O que significa a adoção do domínio gov.mz na TVM para a liberdade de imprensa? – Times de Todos

A recente transição da Televisão de Moçambique (TVM) para o domínio digital .gov.mz está a suscitar um debate profundo sobre a fronteira entre as instituições de Estado e o poder político. O que poderia ser interpretado como uma atualização técnica na gestão da internet está a ser lido por especialistas e observadores como um gesto de subordinação simbólica da estação pública ao Executivo.
A Distinção entre Estado e Governo
O cerne da questão reside na natureza das instituições. Enquanto o Estado é uma estrutura permanente, o Governo é uma entidade transitória. Ao adotar um domínio tipicamente reservado a ministérios e direções governamentais, a TVM envia um sinal de que se posiciona mais como um braço do aparelho administrativo do que como um serviço público independente.

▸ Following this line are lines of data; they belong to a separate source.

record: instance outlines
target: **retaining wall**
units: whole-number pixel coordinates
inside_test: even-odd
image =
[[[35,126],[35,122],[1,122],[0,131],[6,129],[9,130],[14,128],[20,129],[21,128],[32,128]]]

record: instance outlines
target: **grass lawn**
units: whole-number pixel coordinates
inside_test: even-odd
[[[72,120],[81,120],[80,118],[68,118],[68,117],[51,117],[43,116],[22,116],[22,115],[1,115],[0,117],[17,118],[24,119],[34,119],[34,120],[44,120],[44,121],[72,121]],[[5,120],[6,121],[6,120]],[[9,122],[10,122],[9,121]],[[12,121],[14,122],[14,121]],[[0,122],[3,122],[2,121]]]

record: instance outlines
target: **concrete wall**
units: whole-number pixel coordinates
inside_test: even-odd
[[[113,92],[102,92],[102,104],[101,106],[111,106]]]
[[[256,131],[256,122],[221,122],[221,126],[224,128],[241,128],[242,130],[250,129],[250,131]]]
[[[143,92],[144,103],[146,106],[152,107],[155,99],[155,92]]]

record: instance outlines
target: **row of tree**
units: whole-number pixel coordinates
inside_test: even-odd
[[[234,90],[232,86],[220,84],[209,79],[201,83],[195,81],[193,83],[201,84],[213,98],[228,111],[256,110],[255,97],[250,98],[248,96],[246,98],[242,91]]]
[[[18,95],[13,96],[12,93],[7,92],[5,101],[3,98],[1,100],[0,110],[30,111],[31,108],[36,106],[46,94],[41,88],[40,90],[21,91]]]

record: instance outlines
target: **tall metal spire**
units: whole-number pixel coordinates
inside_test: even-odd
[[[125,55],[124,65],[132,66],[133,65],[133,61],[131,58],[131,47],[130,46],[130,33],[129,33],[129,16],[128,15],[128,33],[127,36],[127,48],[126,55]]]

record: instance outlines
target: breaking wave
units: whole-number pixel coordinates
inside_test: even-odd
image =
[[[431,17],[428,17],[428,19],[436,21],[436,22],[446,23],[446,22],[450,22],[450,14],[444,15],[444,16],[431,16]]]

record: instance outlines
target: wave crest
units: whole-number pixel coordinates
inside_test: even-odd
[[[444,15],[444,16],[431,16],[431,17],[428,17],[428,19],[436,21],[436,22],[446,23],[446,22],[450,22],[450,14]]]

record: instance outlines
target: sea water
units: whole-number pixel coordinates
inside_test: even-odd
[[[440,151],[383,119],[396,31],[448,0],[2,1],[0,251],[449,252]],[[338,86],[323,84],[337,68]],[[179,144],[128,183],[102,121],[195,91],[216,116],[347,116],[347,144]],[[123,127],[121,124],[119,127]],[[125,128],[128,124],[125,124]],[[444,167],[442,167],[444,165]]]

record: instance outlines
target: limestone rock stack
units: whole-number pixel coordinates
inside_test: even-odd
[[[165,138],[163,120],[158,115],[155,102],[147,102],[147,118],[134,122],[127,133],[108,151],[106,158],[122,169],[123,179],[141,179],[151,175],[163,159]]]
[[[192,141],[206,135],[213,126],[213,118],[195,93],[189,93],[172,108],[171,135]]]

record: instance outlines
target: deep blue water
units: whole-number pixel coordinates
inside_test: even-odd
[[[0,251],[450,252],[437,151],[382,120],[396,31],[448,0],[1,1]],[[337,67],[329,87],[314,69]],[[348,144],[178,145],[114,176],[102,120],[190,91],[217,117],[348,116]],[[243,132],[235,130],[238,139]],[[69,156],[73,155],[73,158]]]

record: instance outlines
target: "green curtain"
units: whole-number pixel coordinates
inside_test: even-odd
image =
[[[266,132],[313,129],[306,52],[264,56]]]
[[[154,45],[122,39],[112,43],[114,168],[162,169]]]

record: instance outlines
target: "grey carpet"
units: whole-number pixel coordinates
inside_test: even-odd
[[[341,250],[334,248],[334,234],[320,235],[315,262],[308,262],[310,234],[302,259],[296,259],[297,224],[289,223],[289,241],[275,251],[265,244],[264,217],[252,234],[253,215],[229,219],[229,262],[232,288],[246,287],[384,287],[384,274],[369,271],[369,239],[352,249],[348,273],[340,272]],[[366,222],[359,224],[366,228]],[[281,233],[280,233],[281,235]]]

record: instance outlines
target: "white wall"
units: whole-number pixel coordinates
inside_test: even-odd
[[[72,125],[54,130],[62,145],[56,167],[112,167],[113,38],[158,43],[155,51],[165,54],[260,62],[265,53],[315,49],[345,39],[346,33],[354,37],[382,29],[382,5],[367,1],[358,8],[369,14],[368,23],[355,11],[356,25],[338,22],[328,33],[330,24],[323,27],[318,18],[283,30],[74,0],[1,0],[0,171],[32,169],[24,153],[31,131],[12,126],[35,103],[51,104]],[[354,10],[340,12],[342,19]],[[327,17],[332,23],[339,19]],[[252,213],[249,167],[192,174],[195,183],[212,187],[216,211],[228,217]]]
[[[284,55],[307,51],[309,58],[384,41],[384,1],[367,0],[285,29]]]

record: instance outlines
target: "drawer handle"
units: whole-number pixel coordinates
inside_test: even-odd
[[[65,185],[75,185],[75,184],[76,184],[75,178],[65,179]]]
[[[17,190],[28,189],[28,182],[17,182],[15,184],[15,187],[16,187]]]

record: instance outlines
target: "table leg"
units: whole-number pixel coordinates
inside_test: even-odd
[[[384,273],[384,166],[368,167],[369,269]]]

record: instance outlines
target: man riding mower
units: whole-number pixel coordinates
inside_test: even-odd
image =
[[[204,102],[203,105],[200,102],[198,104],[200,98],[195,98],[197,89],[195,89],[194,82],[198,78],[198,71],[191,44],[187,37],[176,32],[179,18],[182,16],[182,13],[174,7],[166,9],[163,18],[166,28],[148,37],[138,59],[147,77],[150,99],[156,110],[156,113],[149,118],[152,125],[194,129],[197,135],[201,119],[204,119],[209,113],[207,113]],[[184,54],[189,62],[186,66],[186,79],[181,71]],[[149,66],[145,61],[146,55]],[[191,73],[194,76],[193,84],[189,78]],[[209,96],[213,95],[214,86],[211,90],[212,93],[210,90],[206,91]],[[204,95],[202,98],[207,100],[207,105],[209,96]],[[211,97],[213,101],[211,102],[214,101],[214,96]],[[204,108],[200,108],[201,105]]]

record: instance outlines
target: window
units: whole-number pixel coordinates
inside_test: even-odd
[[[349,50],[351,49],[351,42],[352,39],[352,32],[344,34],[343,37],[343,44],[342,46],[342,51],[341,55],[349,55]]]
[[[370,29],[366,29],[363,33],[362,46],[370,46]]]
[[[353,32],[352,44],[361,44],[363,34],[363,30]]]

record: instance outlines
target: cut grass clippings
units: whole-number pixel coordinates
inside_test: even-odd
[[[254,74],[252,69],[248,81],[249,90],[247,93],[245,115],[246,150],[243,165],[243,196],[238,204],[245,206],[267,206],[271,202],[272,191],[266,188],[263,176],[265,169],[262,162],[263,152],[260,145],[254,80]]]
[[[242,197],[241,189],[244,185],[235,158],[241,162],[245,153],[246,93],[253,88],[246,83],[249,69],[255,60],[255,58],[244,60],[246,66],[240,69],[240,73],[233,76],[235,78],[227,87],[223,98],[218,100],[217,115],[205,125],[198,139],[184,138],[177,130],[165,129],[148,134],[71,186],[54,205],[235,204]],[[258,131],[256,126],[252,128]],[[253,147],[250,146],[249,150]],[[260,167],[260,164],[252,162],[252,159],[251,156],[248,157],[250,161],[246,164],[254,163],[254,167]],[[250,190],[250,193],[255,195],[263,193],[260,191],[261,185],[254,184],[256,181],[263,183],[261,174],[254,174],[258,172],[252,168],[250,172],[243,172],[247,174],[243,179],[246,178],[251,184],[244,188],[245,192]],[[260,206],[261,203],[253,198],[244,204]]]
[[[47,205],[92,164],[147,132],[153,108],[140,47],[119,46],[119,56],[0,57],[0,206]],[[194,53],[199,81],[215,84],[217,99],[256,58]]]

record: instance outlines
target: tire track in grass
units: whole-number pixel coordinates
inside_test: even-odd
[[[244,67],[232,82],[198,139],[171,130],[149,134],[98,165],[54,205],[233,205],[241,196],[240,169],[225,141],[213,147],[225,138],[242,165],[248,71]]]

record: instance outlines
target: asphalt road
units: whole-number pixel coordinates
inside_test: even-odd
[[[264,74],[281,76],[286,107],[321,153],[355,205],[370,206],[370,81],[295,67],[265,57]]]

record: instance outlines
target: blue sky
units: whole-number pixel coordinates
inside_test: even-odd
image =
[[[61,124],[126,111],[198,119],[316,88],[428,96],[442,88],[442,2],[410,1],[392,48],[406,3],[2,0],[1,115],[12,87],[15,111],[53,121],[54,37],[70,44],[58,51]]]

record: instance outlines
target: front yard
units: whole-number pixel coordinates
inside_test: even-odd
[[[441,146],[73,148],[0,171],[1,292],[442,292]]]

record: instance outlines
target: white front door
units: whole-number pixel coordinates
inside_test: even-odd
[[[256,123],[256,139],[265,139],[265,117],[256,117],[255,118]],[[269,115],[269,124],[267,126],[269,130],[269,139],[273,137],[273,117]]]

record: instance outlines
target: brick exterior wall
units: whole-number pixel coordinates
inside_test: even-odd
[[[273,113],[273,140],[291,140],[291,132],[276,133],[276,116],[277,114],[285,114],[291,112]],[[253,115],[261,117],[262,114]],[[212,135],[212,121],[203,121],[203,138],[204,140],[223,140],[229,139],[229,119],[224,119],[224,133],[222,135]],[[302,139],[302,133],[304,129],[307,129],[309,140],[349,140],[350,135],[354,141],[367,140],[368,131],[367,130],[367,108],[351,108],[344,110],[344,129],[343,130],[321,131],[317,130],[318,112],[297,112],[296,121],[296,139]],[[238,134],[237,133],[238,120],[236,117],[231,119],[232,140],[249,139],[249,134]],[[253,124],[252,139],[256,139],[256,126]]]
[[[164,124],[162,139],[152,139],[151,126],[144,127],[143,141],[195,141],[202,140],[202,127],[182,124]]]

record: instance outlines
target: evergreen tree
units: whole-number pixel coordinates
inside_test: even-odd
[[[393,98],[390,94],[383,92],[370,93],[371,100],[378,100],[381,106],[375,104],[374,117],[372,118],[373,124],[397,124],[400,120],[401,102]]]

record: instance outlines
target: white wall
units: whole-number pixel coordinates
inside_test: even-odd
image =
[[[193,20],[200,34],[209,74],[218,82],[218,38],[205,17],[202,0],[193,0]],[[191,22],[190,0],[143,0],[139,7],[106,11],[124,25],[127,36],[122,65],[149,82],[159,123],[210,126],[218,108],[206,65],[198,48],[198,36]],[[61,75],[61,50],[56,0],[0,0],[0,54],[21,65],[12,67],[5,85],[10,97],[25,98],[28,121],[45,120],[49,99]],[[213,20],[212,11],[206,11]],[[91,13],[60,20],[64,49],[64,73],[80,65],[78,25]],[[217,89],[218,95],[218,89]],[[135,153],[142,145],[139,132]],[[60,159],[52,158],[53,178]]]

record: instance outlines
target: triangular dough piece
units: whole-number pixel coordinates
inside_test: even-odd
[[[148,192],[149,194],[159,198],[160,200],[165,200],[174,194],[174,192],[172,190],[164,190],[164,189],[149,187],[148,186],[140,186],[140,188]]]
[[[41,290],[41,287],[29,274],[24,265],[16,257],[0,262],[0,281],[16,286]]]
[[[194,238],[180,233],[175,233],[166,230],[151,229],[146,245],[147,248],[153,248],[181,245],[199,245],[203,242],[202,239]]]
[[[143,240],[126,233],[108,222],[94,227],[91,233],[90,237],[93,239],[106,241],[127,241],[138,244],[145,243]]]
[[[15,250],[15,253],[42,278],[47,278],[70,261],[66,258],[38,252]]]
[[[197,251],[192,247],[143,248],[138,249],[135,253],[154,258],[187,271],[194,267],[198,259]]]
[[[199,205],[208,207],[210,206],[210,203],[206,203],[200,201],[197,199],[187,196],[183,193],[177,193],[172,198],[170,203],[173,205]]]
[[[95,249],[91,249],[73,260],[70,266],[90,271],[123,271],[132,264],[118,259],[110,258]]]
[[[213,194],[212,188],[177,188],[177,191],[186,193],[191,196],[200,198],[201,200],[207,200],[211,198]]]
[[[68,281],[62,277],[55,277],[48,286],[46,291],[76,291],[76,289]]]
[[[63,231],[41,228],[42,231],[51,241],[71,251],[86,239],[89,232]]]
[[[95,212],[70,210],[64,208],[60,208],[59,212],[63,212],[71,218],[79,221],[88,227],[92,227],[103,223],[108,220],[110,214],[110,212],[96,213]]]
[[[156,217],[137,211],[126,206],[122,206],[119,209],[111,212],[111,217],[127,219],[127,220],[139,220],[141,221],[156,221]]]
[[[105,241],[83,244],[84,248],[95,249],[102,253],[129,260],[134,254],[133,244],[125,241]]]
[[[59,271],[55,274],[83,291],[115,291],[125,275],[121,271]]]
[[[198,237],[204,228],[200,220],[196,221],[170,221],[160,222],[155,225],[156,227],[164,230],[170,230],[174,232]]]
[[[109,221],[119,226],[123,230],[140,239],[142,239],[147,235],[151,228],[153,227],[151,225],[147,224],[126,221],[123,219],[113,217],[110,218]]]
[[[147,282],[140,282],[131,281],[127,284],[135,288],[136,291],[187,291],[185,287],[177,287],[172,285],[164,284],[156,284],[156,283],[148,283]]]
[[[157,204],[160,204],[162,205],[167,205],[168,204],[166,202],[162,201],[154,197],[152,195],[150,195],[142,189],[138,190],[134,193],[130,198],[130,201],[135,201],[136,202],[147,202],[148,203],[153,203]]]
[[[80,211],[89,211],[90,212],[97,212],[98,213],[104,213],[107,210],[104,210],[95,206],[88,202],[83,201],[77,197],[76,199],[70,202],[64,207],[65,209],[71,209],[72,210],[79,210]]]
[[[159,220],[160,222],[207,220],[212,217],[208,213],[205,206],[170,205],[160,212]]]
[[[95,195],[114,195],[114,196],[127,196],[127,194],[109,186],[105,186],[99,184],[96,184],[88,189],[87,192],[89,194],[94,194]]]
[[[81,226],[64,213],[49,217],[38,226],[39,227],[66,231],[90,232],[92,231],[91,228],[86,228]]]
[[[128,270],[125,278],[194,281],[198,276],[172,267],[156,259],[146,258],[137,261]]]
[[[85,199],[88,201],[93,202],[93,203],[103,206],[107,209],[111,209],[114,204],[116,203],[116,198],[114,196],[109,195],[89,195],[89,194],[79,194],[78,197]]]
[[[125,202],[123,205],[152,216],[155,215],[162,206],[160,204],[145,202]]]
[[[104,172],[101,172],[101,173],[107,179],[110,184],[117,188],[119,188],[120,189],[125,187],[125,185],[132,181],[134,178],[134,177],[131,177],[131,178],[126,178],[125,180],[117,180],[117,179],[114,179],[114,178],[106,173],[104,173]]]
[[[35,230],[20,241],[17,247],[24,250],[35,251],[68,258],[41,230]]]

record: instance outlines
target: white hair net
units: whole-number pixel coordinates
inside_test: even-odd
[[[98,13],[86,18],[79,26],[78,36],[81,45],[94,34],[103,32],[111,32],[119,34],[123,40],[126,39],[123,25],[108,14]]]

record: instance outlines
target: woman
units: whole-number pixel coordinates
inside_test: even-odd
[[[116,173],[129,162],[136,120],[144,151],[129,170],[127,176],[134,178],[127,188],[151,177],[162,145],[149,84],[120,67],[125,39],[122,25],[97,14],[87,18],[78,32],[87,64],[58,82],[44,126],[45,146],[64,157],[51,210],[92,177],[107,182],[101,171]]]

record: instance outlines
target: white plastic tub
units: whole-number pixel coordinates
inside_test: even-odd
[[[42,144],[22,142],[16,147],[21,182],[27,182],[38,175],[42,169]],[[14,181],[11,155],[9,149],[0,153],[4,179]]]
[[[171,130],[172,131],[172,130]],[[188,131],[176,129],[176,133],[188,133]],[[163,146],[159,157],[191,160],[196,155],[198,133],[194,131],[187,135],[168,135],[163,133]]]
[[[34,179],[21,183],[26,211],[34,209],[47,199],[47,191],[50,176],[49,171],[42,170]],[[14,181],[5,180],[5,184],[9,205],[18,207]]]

“Um domínio não é apenas um endereço; é uma declaração de identidade institucional.”
Os Riscos para a Independência Editorial
A crítica central foca-se em três pontos fundamentais que podem ser comprometidos com este alinhamento:
- Credibilidade Pública: A perceção de que a televisão estatal funciona como porta-voz do governo prejudica a confiança do espectador.
- Pluralismo: A missão de uma televisão pública é dar voz a toda a sociedade, incluindo vozes críticas, algo que se torna difícil quando a instituição se funde formalmente com a máquina governamental.
- Autonomia Financeira vs. Compromisso: O facto de a sobrevivência financeira do canal depender do poder político, e não diretamente do público, já fragiliza o compromisso com a isenção jornalística.
Consequências Democráticas
Numa altura em que o público moçambicano migra cada vez mais para as redes sociais e fontes alternativas de informação, decisões que reforçam a perceção de falta de independência podem acelerar o esvaziamento das instituições formais de comunicação.
A mudança de domínio é vista como um sintoma de um problema maior: a dificuldade em consolidar uma comunicação pública que responda à Constituição e ao cidadão, e não apenas ao partido no poder. No final, o maior prejudicado é o direito à informação, pilar essencial de qualquer democracia sustentável.